Editor—Burnett and Peel described the social and family background regarding asylum seekers and refugees in Britain.1,2 Unfortunately their articles make many confusing generalisations and have several inaccuracies regarding mental health.
Burnett and Peel say that the most therapeutic event for a child can be to become part of the local school community.2 Everybody would agree that schools can promote children's psychological development, but it is important to bear in mind the higher rate of psychiatric disorder in refugee children than in their peers. Even among refugee children who had largely not been exposed to war the rate of psychiatric disorder was found to be almost twice as high as among peers of the same age.3 It is likely to be even higher among those who have been exposed to war and experienced recent flight and settlement. Our experience of work in inner London schools is that many refugee children are impaired with a range psychological problems and disorders, and benefit from mental health intervention.4
Burnett and Peel are inappropriately negative about diagnosing post-traumatic stress disorder, claiming that the disorder is hard to diagnose in people from diverse cultures, and that recovery is intrinsically linked to the reconstruction of social networks. This disorder has been shown in numerous studies to be remarkably similar across cultures. Investigation of children who had survived years in Cambodia in the concentration camps set up by the country's former ruler Pol Pot, but who had settled in the United States, showed the longstanding nature of post-traumatic stress disorder.5 When first assessed in adolescence, 50% had post-traumatic stress disorder and 48% had depressive disorder. When reassessed 12 years later, 35% had post-traumatic stress disorder and 14% had depression. Whereas the post-traumatic stress disorder is relatively persistent, the depression has diminished significantly, in association with settlement and development of social ties. These data showing the different course of the disorders also support the validity of the diagnostic categories. Exposure to single incident stressors may also result in surprisingly persistent post-traumatic stress disorder.

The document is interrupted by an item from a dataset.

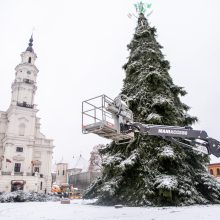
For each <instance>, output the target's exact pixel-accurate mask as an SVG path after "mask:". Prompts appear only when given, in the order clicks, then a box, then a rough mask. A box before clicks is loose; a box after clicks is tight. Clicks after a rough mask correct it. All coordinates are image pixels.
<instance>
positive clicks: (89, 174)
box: [55, 148, 100, 190]
mask: <svg viewBox="0 0 220 220" xmlns="http://www.w3.org/2000/svg"><path fill="white" fill-rule="evenodd" d="M94 149H95V150H94ZM94 149H93V151H92V152H91V158H90V161H87V160H86V159H85V158H84V157H83V156H82V155H80V156H79V157H75V158H74V160H73V164H72V165H71V167H72V168H68V164H67V163H64V162H60V163H57V164H56V179H55V184H57V185H60V186H61V185H63V184H66V183H68V184H69V185H70V186H72V187H74V188H78V189H82V190H85V189H86V188H87V187H88V186H89V185H90V184H91V183H92V182H93V181H94V180H95V179H96V178H97V177H98V176H99V175H100V166H99V164H98V163H99V162H100V159H99V158H98V156H97V149H98V148H94Z"/></svg>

In practical terms, the reasons for making a psychiatric diagnosis—like a diagnosis in any branch of medicine—include the selection of appropriate treatments. Many randomised controlled trials have shown that specific psychological treatments such as cognitive and behavioural approaches using exposure are effective for post-traumatic stress disorder.6 These treatments may complement general supportive measures with refugee families and communities.